The native Plex app does have some issues on the Stream 4K. Because of that I used the Plex app inside Kodi when I was playing test files. Many Files that would not play in the Native Plex app played fine with the Plex app in Kodi. And it had no issues with DTS either. But I was also going to a receiver before the TV. I was not testing the Stream 4K connected directly to the TV and using the ARC.


----------



## fattymcbuckles

My flicker is very random,even after doing some of the recommendations in this thread.One thing I have noticed is that if I leave the box on or in sleep mode,I’ll get a random flicker once in while.If I completely power down/ unplug and restart,no flicker at all after doing this.


----------



## Rickjb

This may or may not be related: I get the flickering in the google "Live Channels" app. The app captures my network tuner (Hdhomerun) and other live streaming apps, like Puto, that you select and places them into a guide. Within the Live Channels app there is a beta app that accomplishes setting up the guide based on your OTA or cable provider. It also accommodates DVR but with the flickering, I cant look at it


----------



## Alex_7

Try changing the HDR setting priority to HDR10 instead of Dolby and change the resolution refresh rate.


----------



## BillyClyde

Rickjb said:


> This may or may not be related: I get the flickering in the google "Live Channels" app. The app captures my network tuner (Hdhomerun) and other live streaming apps, like Puto, that you select and places them into a guide. Within the Live Channels app there is a beta app that accomplishes setting up the guide based on your OTA or cable provider. It also accommodates DVR but with the flickering, I cant look at it


I have the same flickering when using the Channels DVR app. Quite annoying.

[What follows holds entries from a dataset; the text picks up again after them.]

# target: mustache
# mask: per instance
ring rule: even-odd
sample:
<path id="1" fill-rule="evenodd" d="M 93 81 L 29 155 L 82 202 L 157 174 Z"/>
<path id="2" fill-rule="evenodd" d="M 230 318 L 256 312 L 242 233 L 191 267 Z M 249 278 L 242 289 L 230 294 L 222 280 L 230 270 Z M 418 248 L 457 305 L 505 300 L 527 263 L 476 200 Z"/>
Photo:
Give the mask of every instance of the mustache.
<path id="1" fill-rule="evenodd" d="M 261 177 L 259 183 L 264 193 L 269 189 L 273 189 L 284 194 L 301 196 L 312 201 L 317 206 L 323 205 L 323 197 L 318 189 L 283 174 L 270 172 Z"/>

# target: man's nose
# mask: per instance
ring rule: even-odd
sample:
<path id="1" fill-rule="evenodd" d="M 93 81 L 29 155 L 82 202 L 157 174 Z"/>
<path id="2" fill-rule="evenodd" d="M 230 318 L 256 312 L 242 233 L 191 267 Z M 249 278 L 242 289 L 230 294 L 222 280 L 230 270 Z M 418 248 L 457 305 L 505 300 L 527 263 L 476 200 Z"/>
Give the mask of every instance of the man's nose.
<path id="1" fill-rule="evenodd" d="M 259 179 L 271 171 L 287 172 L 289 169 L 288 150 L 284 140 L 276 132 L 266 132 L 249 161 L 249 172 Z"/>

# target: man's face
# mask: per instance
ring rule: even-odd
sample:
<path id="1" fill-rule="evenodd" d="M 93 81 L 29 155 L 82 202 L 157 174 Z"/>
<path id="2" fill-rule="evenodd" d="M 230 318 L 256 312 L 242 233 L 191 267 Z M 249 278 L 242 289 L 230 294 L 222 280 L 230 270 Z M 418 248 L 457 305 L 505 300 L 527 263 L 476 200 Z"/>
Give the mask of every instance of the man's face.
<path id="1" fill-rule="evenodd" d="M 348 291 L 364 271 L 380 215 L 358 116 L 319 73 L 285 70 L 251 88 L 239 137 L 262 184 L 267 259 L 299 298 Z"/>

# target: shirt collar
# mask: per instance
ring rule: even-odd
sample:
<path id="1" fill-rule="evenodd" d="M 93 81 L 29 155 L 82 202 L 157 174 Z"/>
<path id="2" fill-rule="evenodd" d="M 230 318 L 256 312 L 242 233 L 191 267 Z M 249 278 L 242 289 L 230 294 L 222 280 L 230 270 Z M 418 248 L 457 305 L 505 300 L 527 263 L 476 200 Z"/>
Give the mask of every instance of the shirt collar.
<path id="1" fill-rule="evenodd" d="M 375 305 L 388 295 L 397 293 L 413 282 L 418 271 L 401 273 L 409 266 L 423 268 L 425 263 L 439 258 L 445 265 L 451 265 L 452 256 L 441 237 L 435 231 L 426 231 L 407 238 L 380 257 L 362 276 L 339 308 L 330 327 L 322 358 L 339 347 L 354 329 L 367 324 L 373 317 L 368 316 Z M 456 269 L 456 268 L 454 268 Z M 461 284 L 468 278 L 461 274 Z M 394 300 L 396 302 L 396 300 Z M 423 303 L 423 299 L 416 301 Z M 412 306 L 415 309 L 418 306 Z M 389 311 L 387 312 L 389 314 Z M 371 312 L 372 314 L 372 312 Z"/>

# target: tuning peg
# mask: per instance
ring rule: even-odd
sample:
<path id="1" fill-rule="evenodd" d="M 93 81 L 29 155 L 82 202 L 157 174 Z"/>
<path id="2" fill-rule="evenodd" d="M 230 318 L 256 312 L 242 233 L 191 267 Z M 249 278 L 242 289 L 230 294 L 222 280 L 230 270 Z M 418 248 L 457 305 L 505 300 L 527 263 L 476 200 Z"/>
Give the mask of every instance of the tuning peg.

I also get skipping ahead while playing. I have to stop the playback and start it again. It's almost as if the buffer gets too full and starts dumping content. After I stop and restart it plays the skipped portion just fine, so it isn't the video file itself.


----------



## XRaiderV17

I too am seeing this...I reboot the device and it cooperates, but the minute I turn off my tv, I'll end up rebooting the TS4K as it'll flicker non stop otherwise.


----------